Kenzaburo Oe is a Japanese author who won the Nobel Prize for Literature in 1994. Kenzaburo Oe is well known for his haunting works that challenge readers to think critically about their lives. Born only six years before the outbreak of the Second World War, Kenzaburo Oe was greatly moved by the events of the war and his childhood, spent steeped in Japanese military culture. Much of his fiction integrates the small community he grew up in, the clash between city and countryside, a mystical cosmology, and unique mythology. It also challenges many traditional Japanese values.
Kenzaburo Oe was born in the forests of Shikoku in 1935, to a family that had traditionally lived a small village life for hundreds of years. In an era when many young Japanese began to leave their homes for Tokyo, Oe's family continued to live an uninterrupted rural life. Oe's family contained many storytellers, who told the young boy fantastical legends about Japan, many of which were incorporated into Kenzaburo Oe's later work.
During the Second World War, Kenzaburo Oe was exposed to a new set of myths and legends about Japanese national history and the Japanese military tradition. At the end of the war, Kenzaburo Oe was exposed to many new experiences and different value systems, which drove him to consider a life radically different than the one his family had lived for generations. At the age of 18, Kenzaburo Oe decided to go to Tokyo as a student of French literature, because he felt that Tokyo offered more opportunities for him to grow. His work is heavily influenced by the writing of the French philosophers as a result.
Kenzaburo Oe began writing while he was at Tokyo University, publishing his first short story, The Catch, in 1958 and winning the prestigious Akutagawa Prize. He also wrote his first novel, Nip the Buds, Shoot the Kids, exploring the war and its influence on Japanese youth. Oe also wrote about the war in Hiroshima Notes a long and very critical essay published in 1965. In 1957 and 1961, respectively, Kenzaburo Oe wrote Lavish are the Dead and The Youth Who Came Late, books about student life in Tokyo and the changes in traditional Japanese values that the war had brought about.
In the mid 1960s, Kenzaburo Oe's work took a divergent path due to immense changes in his personal life. In the early 1960s, his first son, Hikari, was born. The child was severely handicapped, and Kenzaburo Oe struggled with his son and their relationship. In a radical departure from traditional Japanese values regarding personal problems, Kenzaburo Oe wrote several books about Hikari and Oe's emotions surrounding his son, including A Personal Matter (1964) and Teach Us to Outgrow our Madness (1969). Kenzaburo Oe's books about Hikari read as intensely personal explorations of emotion and experiences and are sometimes uncomfortable for the reader. In My Deluged Child (1973), Oe struggles with ideas surrounding communication with the handicapped and how they can be overcome, making the book a touchstone for many in the disabled rights movement.

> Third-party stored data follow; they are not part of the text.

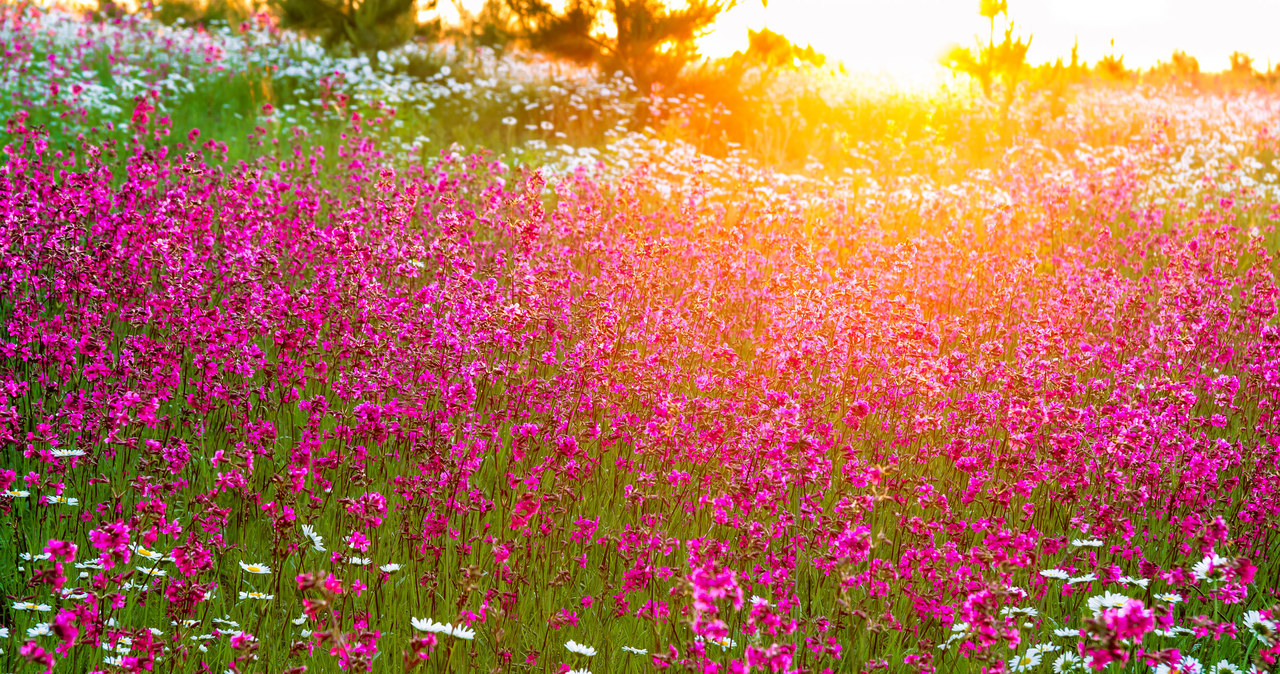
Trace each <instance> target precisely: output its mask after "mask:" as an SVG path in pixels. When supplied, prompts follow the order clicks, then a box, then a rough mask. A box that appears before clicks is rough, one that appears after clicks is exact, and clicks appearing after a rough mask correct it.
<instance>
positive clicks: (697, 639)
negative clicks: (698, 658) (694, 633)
mask: <svg viewBox="0 0 1280 674" xmlns="http://www.w3.org/2000/svg"><path fill="white" fill-rule="evenodd" d="M694 641H709V642H712V643H714V645H716V646H719V647H721V650H722V651H723V650H724V648H733V647H736V646H737V642H736V641H733V639H731V638H728V637H724V638H722V639H704V638H703V637H700V636H698V634H694Z"/></svg>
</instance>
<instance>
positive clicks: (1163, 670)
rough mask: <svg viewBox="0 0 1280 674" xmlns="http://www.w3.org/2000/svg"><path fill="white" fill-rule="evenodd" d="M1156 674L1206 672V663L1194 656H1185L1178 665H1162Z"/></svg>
mask: <svg viewBox="0 0 1280 674" xmlns="http://www.w3.org/2000/svg"><path fill="white" fill-rule="evenodd" d="M1156 674H1204V665H1202V664H1201V661H1199V660H1196V659H1194V657H1192V656H1189V655H1188V656H1184V657H1183V659H1181V660H1180V661H1179V662H1178V664H1176V665H1174V666H1169V665H1160V666H1157V668H1156Z"/></svg>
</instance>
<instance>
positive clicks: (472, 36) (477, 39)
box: [449, 0, 518, 51]
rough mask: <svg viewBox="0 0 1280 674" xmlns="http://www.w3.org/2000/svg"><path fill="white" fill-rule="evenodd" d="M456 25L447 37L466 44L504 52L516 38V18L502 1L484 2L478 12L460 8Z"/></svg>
mask: <svg viewBox="0 0 1280 674" xmlns="http://www.w3.org/2000/svg"><path fill="white" fill-rule="evenodd" d="M458 9H460V14H461V18H460V20H458V24H457V26H454V27H452V28H451V29H449V36H451V37H454V38H458V40H461V41H463V42H466V43H470V45H474V46H481V47H489V49H493V50H497V51H503V50H506V49H507V47H508V46H509V45H511V43H513V42H515V41H516V38H517V37H518V26H517V22H516V17H515V14H513V13H512V10H511V8H509V6H508V5H507V3H506V1H504V0H485V3H484V5H481V8H480V12H476V13H472V12H467V10H466V8H465V6H460V8H458Z"/></svg>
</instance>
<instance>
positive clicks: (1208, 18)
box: [440, 0, 1280, 82]
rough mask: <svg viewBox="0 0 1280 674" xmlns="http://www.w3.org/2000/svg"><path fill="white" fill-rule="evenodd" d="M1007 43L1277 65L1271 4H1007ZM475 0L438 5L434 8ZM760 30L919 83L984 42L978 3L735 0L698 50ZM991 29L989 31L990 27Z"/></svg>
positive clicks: (735, 46) (1129, 61)
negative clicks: (943, 51) (1021, 36)
mask: <svg viewBox="0 0 1280 674" xmlns="http://www.w3.org/2000/svg"><path fill="white" fill-rule="evenodd" d="M1007 1H1009V13H1010V15H1011V17H1012V19H1014V22H1015V28H1016V31H1015V32H1016V35H1020V36H1027V35H1030V36H1033V40H1032V46H1030V51H1029V54H1028V59H1029V60H1030V61H1032V63H1044V61H1052V60H1055V59H1057V58H1059V56H1061V58H1062V60H1064V61H1065V60H1068V58H1069V56H1070V54H1071V45H1073V43H1074V42H1075V41H1076V38H1079V45H1080V58H1082V59H1083V60H1084V61H1085V63H1091V64H1092V63H1096V61H1097V60H1098V59H1101V58H1102V56H1105V55H1107V54H1111V52H1112V51H1111V41H1112V40H1114V41H1115V52H1116V54H1123V55H1124V63H1125V65H1126V67H1130V68H1135V67H1138V68H1148V67H1151V65H1155V64H1156V61H1158V60H1169V56H1170V55H1171V54H1172V52H1174V50H1183V51H1185V52H1188V54H1190V55H1192V56H1196V59H1198V60H1199V64H1201V69H1202V70H1224V69H1226V68H1228V55H1230V54H1231V52H1233V51H1236V50H1239V51H1243V52H1245V54H1248V55H1251V56H1253V60H1254V67H1256V68H1258V69H1266V68H1267V63H1268V59H1270V63H1272V64H1274V63H1280V0H1007ZM454 3H461V4H462V5H463V6H467V8H472V9H474V8H477V6H479V5H483V4H484V3H483V0H440V5H442V9H443V10H445V13H449V12H448V9H451V8H449V5H452V4H454ZM762 27H768V28H769V29H772V31H776V32H780V33H782V35H785V36H787V37H788V38H791V41H792V42H796V43H799V45H800V46H805V45H813V46H814V49H817V50H818V51H822V52H823V54H827V55H828V56H829V58H832V59H836V60H838V61H842V63H844V64H845V65H846V67H847V68H849V69H850V70H855V72H868V73H883V74H890V75H893V77H895V78H899V79H905V81H913V82H927V81H931V79H933V77H936V75H938V74H941V68H940V67H938V65H937V56H938V55H940V54H941V52H942V51H943V50H945V49H946V47H947V45H951V43H956V42H959V43H961V45H965V46H972V45H973V41H974V36H975V35H979V33H980V35H982V37H983V40H986V36H987V22H986V19H983V18H982V17H979V15H978V0H771V1H769V6H768V9H764V8H763V6H762V5H760V0H741V4H740V5H739V6H737V8H735V9H732V10H730V12H728V13H726V14H724V15H723V17H722V18H721V20H719V23H718V24H717V29H716V31H714V32H713V33H710V35H709V36H707V37H705V38H704V40H703V42H701V47H703V52H704V54H707V55H710V56H722V55H727V54H732V52H733V51H736V50H740V49H745V47H746V29H748V28H755V29H758V28H762ZM997 28H998V24H997Z"/></svg>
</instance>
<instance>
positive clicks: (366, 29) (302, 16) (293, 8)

Kenzaburo Oe also became fascinated by the division between rural forest life and the world of urban Japan. He wrote a number of books exploring this division and integrating his personal mythology. The books read like strange anthropological explorations of a hidden world, as his characters struggle with their identities and spirit of place. Some of Kenzaburo Oe's forest novels are very playful, incorporating history, reality, and the myths humans build, while others are more serious explorations of the human condition. These novels include The Silent Cry (1961), Letters to my Sweet Bygone Years (1987), M/T and the Wonders of the Forest (1986) and The Flaming Green Tree (1995).